Each group is given a list of devices and software and a series of objectives to achieve. The first team to navigate through the list gains a cash prize.
In this case, for completing this step of the competition quickest, the Synactive team won in the category because they managed to hack the Tesla Model 3 in just two minutes.

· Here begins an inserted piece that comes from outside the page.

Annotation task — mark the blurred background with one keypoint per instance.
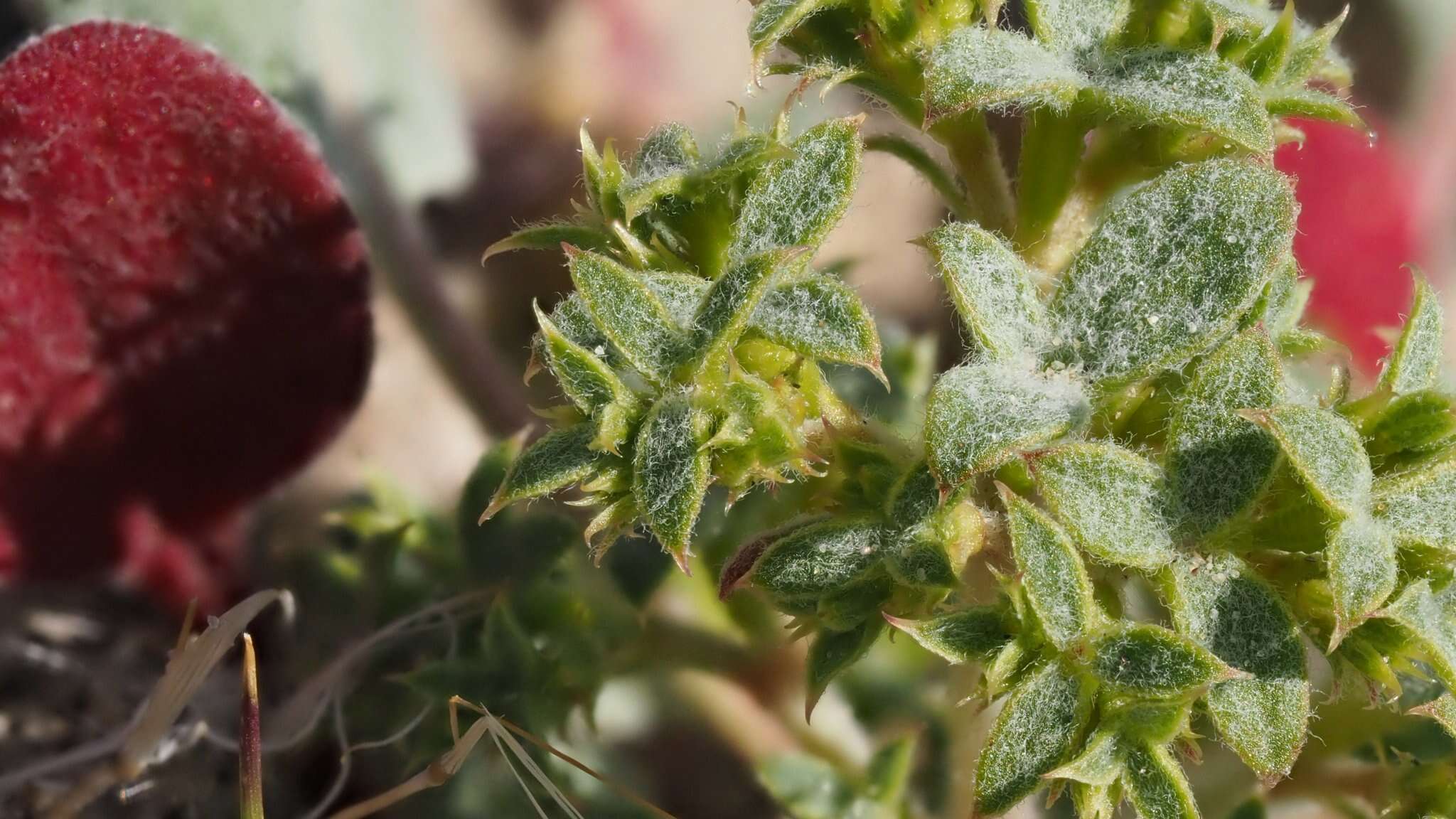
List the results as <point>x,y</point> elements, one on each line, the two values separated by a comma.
<point>455,122</point>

In the event, beside Tesla, other brands being exploited include Apple macOS, Microsoft Windows 11, Microsoft SharePoint, Ubuntu Desktop, Tesla Gateway, Adobe Reader, and Oracle VirtualBox.
All of these brands fell at the hands of the elite hackers.
It's worth noting that in order to protect the brands, the exact details of how the hacker teams hacked the systems aren't revealed. Pwn2OWN 2023 said that the details shall be shared with the respective developers before giving them 90 days to release security patches.